Security and solver licenses for sim-cli
One-sentence answer
Section titled “One-sentence answer”sim-cli does not bundle or redistribute commercial solvers or vendor SDKs; users provide their own licensed solver installations, and sim-cli runs entirely local against those installs without phoning home with model files or solver IP.
Solver licenses stay with you
Section titled “Solver licenses stay with you”sim-cli does not bundle or redistribute commercial solvers or vendor SDKs. Users must provide their own licensed solver installations. SVD AI Lab is independent and is not affiliated with, endorsed by, or sponsored by solver vendors.
What that means in practice:
- You must already have a licensed install of COMSOL, Abaqus, Ansys Workbench, Mechanical, Fluent, MATLAB, or any other commercial solver on the host where you run sim-cli.
- All license-server interaction (FlexLM, RLM, vendor cloud licensing) is between your installation and your vendor. sim-cli does not proxy, cache, or relay license traffic.
- Compliance with the vendor’s EULA — including which users, hosts, and use cases are licensed — remains entirely your responsibility.
What data sim-cli collects
Section titled “What data sim-cli collects”sim-cli is a local CLI. It runs on your machine and drives solvers that also run on your machine.
- Model files, solver scripts, logs, and result artifacts stay on your local disk and in your working directory.
- sim-cli does not upload your
.mph,.cae,.inp,.wbpj,.mat,.foam, or any other model or result file to any SVD AI Lab service. - Solver console output and logs that sim-cli surfaces back to a coding agent stay inside the agent’s local context — they aren’t forwarded to SVD AI Lab.
If you connect sim-cli through a coding agent (Codex, Claude Code, or similar), that agent’s harness has its own data-handling policy for prompts and tool output; consult your agent vendor’s documentation for what they send back to their model provider.
Where local credentials live
Section titled “Where local credentials live”For features that need a token (for example, a future plugin index fetch or signed plugin verification), sim-cli stores secrets in the OS keychain — macOS Keychain, Windows Credential Manager, or libsecret on Linux — using the platform’s standard secret-storage API. Tokens are not written to plaintext config files in your home directory.
If you’ve configured environment variables (such as SIM_ABAQUS_COMMAND
or solver-specific install paths), those are read at process start and
not persisted by sim-cli itself.
Auditing what sim-cli is doing
Section titled “Auditing what sim-cli is doing”Every solver-touching operation goes through the small CLI surface:
check readiness → attach to live session → inspect model state→ run one bounded CAE step → verify result/state → save checkpoint/artifactsThere is no daemon running in the background.
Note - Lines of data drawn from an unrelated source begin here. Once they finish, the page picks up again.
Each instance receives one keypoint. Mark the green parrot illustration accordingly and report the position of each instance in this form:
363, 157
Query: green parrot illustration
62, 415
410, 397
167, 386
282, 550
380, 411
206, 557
When sim exits, it is
gone. Re-running uv run sim check <solver> is a safe, side-effect-free
way to confirm the local install is still reachable.
Remote sim serve is a privileged endpoint
Section titled “Remote sim serve is a privileged endpoint”The above covers the local mode that the how-to pages use. There is also
a remote mode: sim serve starts an HTTP runtime that other machines (or
an agent on the same machine) can drive over the network.
Treat sim serve as a privileged code-execution service:
- A client reaching
/connectand/execagainst a runningsim servecan execute solver-side code under the user account that started it. - The runtime currently has no built-in authentication layer. Anyone who can reach the listening port can drive the solver.
- Do not expose
sim serveto the public internet. Bind it only tolocalhost, a trusted VPN, Tailscale, or a protected lab network. - Even on a trusted network, prefer scoping the listener to a specific
interface (e.g. the Tailscale interface) rather than
0.0.0.0. - If you need to share solver access with a teammate, layer your own
authentication in front of
sim serve(reverse proxy with mTLS, SSO, or a similar mechanism) until first-class auth ships.
This warning applies even when the listener is bound to localhost and
exposed via SSH port-forwarding — anyone who lands on that machine, with
the user’s account, can drive the solver.